A security alert on an internal k8s cluster host indicated successful SSH brute force attacks. Upon investigation, it was found that there were abnormal SSH logins on this host for several months, with login records appearing consistently between midnight and 4 AM, and both failed and successful SSH login attempts from the same IP address were interspersed.

It was initially determined that this was an emergency incident not caused by an intrusion. However, how can we pinpoint the cause of abnormal SSH logins in k8s containers?

Identify the Earliest Occurrence of Abnormal Records

 abnormal SSH logins

By querying the logs, the earliest record of failed SSH login attempts from an abnormal IP was found, with the first occurrence on March 29th at midnight. The corresponding IP was a node in the k8s cluster, running only container services. Therefore, the investigation direction is from Host –> Container.

Find Newly Created Containers and File Changes at the Corresponding Time

Check for file changes on the k8s host on March 29th.

find / -newermt "2023-03-28" ! -newermt "2023-03-30" -type f -exec ls -lh {} \;
 abnormal SSH logins

It can be seen that there were indeed file changes, likely caused by newly started container services on March 29th, leading to abnormal SSH logins. Check for containers created on March 29th.

 docker ps -a --no-trunc -q | xargs docker inspect --format '{{ .Name }}: Created {{ .Created }}' | grep "2023-03"

Note that Docker’s time is usually in UTC, and converting to CST requires adding 8 hours.

This does not match the hypothesis, so the anomaly was not caused by newly created containers around March 29th.

Audit Network Requests and Commands with auditd

With numerous containers in k8s, a single host runs hundreds of containers, making individual checks inefficient. Since abnormal SSH login records appear consistently at midnight, auditd is directly enabled to audit network requests and commands. The command is as follows:

auditctl -a always,exit -F arch=b64 -S connect,execve -F key=MYCONNECT

Then, wait for the audit results the next day.

Under normal circumstances, audit should capture the network request process, but no abnormal SSH network request information was found in the audit logs between midnight and 4 AM.

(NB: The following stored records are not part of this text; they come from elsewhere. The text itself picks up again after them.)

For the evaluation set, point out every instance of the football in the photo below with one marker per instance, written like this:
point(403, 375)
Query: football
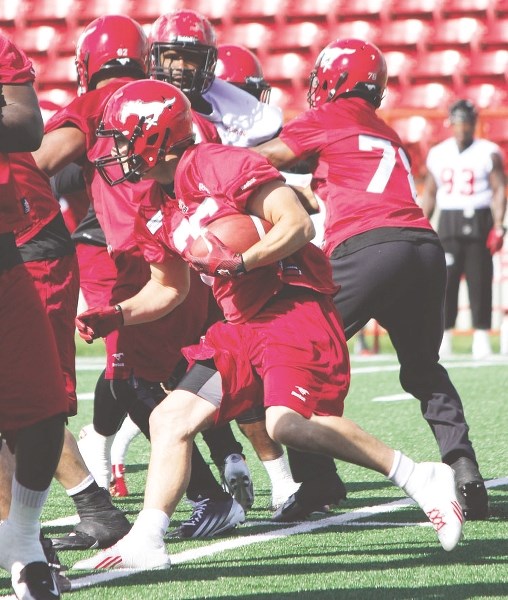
point(237, 232)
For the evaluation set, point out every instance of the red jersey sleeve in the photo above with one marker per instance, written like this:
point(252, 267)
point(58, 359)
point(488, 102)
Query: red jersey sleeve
point(224, 172)
point(15, 68)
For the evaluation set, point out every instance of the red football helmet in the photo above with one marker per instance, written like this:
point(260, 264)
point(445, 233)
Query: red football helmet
point(189, 35)
point(111, 42)
point(147, 120)
point(348, 66)
point(242, 68)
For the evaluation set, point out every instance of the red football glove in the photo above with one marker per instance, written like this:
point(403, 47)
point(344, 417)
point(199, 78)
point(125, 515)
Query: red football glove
point(220, 260)
point(99, 322)
point(495, 239)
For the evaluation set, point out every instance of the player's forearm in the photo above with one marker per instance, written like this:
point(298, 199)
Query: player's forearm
point(151, 303)
point(284, 239)
point(498, 208)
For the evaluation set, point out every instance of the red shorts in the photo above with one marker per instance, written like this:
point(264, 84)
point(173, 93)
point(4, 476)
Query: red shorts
point(293, 353)
point(57, 282)
point(31, 382)
point(97, 273)
point(152, 350)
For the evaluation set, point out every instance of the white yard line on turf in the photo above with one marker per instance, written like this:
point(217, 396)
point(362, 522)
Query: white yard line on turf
point(350, 518)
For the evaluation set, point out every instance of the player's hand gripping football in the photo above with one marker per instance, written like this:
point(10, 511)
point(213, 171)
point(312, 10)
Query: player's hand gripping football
point(495, 239)
point(220, 260)
point(99, 322)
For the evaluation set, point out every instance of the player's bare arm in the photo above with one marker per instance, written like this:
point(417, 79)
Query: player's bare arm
point(292, 226)
point(498, 183)
point(278, 153)
point(59, 148)
point(429, 196)
point(167, 288)
point(21, 125)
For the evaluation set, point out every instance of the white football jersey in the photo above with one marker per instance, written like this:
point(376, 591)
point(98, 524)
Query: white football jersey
point(239, 117)
point(462, 178)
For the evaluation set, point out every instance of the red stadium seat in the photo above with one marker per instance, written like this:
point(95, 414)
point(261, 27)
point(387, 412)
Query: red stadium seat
point(495, 35)
point(218, 12)
point(488, 67)
point(398, 65)
point(255, 36)
point(59, 72)
point(427, 95)
point(93, 9)
point(500, 9)
point(319, 11)
point(56, 13)
point(264, 11)
point(426, 10)
point(36, 41)
point(414, 131)
point(147, 11)
point(304, 37)
point(495, 129)
point(9, 14)
point(288, 70)
point(479, 9)
point(459, 34)
point(362, 30)
point(367, 10)
point(485, 95)
point(442, 66)
point(290, 103)
point(407, 35)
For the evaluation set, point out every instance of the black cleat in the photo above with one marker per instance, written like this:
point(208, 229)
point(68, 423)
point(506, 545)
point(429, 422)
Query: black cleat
point(307, 499)
point(101, 524)
point(55, 566)
point(210, 518)
point(471, 491)
point(35, 581)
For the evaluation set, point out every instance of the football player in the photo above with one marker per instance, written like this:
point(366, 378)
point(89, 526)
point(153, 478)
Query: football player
point(383, 250)
point(465, 177)
point(137, 363)
point(33, 401)
point(282, 346)
point(184, 52)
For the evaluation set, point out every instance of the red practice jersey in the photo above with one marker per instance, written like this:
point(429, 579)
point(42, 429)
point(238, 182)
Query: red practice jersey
point(15, 68)
point(363, 173)
point(205, 191)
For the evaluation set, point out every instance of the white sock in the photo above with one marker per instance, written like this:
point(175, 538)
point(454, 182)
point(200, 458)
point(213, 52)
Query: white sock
point(150, 526)
point(26, 508)
point(87, 481)
point(96, 452)
point(24, 523)
point(278, 470)
point(127, 432)
point(401, 470)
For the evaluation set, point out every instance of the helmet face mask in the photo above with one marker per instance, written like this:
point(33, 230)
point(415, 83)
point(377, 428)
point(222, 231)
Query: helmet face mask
point(113, 43)
point(463, 111)
point(348, 67)
point(241, 67)
point(146, 120)
point(187, 38)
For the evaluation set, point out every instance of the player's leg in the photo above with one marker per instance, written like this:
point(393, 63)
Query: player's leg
point(431, 485)
point(173, 426)
point(271, 454)
point(478, 269)
point(414, 323)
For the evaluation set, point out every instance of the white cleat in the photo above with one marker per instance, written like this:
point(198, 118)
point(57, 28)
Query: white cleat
point(433, 488)
point(281, 493)
point(236, 479)
point(126, 555)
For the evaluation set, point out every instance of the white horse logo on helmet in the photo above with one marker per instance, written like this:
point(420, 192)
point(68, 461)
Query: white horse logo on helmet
point(151, 111)
point(330, 55)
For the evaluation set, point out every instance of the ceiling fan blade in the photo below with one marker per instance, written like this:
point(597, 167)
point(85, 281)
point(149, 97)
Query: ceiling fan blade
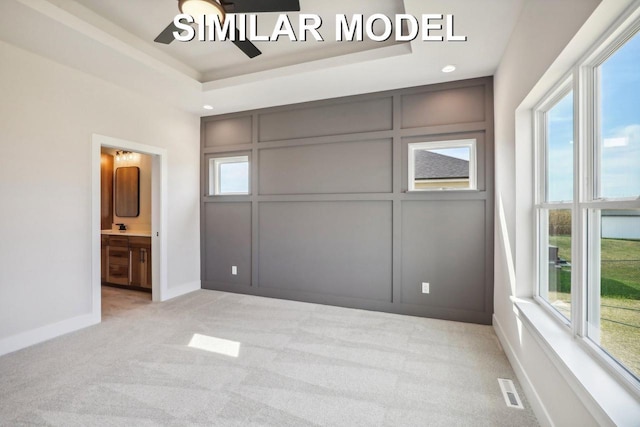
point(166, 36)
point(255, 6)
point(246, 46)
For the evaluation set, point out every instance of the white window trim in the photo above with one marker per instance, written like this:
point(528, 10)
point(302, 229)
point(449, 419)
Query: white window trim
point(456, 143)
point(540, 204)
point(214, 178)
point(585, 226)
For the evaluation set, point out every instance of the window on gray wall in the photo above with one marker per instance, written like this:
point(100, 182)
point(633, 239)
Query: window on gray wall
point(229, 176)
point(442, 165)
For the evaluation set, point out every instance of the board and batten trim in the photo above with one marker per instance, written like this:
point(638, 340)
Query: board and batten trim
point(326, 127)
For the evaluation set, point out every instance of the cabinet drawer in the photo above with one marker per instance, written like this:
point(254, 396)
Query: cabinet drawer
point(140, 242)
point(118, 256)
point(118, 274)
point(120, 241)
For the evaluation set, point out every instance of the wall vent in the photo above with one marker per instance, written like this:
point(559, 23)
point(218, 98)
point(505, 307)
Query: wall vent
point(510, 394)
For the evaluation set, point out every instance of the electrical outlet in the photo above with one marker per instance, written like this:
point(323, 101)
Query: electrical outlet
point(425, 287)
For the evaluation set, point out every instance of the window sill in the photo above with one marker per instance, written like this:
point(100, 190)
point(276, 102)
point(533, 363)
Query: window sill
point(608, 401)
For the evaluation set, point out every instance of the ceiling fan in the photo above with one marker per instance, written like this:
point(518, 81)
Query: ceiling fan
point(221, 8)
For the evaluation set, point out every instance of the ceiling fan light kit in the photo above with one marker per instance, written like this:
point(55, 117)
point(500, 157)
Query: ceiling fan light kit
point(219, 8)
point(202, 8)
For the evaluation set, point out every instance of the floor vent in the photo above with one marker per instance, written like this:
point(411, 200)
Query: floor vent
point(510, 394)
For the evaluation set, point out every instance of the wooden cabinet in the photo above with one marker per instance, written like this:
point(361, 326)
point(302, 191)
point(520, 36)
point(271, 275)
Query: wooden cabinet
point(128, 261)
point(104, 244)
point(140, 248)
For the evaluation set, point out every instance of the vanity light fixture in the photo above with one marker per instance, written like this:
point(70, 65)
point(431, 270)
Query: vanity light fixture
point(122, 156)
point(202, 7)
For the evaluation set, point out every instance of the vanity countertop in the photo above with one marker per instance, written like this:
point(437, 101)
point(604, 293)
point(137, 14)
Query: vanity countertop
point(126, 233)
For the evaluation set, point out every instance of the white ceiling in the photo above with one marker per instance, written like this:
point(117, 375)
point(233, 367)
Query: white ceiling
point(114, 41)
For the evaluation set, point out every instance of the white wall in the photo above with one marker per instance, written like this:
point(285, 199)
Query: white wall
point(544, 30)
point(48, 113)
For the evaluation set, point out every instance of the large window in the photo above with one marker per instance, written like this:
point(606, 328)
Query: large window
point(588, 203)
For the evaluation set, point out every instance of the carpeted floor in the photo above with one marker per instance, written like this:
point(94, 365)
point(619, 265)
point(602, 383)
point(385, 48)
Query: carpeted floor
point(212, 358)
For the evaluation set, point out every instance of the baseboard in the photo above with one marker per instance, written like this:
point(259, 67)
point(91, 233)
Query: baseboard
point(183, 289)
point(45, 333)
point(532, 395)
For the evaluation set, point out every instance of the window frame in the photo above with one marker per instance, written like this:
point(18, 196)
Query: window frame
point(214, 164)
point(541, 205)
point(470, 143)
point(587, 205)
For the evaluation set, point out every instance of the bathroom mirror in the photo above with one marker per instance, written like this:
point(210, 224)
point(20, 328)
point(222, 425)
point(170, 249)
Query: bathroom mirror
point(127, 191)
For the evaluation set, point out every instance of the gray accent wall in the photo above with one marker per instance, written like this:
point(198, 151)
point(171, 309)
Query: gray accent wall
point(329, 219)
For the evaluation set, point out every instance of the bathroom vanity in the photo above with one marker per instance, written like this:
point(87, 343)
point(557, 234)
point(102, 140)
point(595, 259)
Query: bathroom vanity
point(126, 259)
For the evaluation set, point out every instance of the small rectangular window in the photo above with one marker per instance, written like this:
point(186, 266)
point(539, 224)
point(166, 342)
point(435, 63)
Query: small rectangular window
point(229, 176)
point(442, 165)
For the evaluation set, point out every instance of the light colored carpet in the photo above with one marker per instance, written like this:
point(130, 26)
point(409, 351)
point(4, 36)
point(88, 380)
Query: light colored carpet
point(297, 364)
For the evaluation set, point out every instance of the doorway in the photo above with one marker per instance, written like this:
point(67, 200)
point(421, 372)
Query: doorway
point(158, 163)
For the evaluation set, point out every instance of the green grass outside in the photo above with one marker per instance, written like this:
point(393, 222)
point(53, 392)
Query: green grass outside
point(620, 296)
point(620, 276)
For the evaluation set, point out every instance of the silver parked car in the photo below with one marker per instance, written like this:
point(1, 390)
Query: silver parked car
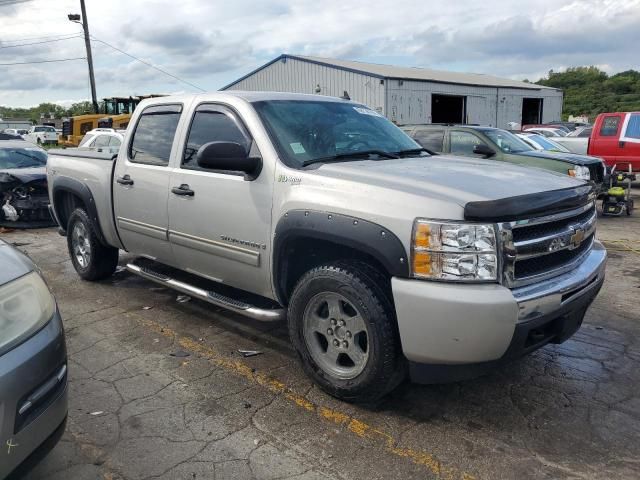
point(33, 365)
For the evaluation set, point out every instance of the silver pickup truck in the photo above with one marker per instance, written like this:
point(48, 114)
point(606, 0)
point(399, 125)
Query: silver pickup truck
point(386, 260)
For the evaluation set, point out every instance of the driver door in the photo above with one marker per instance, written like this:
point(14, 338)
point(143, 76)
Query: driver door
point(220, 221)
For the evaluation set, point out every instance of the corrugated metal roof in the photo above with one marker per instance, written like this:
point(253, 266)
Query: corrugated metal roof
point(424, 74)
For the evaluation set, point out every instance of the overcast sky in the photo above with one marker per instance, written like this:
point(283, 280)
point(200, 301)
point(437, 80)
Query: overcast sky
point(210, 43)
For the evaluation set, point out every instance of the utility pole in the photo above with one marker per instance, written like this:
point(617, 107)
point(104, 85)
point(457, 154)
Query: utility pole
point(87, 42)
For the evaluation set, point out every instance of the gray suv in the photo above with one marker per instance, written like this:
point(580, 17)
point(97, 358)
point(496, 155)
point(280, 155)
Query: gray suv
point(33, 365)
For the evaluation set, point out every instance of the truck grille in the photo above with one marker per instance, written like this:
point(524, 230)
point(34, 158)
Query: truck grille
point(596, 172)
point(543, 247)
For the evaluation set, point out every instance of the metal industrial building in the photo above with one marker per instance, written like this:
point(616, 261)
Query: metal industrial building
point(410, 95)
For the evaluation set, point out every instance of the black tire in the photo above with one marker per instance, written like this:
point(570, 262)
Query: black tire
point(102, 261)
point(368, 290)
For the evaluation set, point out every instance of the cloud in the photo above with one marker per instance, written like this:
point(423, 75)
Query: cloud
point(212, 42)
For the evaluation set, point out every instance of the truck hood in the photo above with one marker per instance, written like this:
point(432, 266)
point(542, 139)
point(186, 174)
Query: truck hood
point(23, 175)
point(14, 263)
point(455, 179)
point(572, 158)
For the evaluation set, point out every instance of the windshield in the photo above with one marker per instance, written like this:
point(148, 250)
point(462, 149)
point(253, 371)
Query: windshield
point(548, 144)
point(304, 131)
point(22, 157)
point(507, 141)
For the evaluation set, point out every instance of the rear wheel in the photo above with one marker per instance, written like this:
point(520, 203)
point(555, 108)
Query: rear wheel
point(342, 324)
point(91, 259)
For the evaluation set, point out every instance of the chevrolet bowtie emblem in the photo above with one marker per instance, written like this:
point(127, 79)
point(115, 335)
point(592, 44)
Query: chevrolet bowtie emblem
point(576, 238)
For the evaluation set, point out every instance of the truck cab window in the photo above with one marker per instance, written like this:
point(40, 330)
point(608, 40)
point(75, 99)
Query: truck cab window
point(153, 136)
point(462, 143)
point(431, 139)
point(610, 126)
point(211, 124)
point(101, 141)
point(633, 126)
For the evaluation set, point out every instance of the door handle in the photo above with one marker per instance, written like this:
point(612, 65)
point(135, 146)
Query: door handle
point(125, 180)
point(183, 190)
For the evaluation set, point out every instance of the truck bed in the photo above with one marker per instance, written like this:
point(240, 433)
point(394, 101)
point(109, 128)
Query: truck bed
point(95, 171)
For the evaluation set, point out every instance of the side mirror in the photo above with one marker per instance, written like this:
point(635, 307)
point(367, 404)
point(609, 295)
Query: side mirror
point(228, 157)
point(483, 149)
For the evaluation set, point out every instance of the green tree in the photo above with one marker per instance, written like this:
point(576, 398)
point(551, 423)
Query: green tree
point(590, 91)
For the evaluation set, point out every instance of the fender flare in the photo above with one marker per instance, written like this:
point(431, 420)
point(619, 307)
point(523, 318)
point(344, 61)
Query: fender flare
point(362, 235)
point(81, 190)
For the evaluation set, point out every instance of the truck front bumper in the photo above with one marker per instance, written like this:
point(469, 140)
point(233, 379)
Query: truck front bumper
point(454, 331)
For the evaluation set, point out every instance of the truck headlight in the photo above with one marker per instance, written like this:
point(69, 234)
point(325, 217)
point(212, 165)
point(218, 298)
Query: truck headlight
point(26, 305)
point(454, 251)
point(580, 172)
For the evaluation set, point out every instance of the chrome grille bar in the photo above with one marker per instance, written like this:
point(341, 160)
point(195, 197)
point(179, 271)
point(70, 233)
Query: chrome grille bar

Therefore, it is speculated that there must be an abnormal container exit or a container service crash before midnight.

Check all exited containers. From the information of abnormally exited containers, it can be inferred that only the k8s_ocloud-osppro-remote-executor_ocloud-osppro-remote-executor container meets the time requirements.

From the container’s command, it can be determined that it is a remote command execution container. Restart this container and check the container’s log information.

Enter the container to check the server logs, and it was found that the command issuance time matches exactly with the SSH error time and frequency, confirming that the container’s service issuing commands caused the abnormal SSH logins.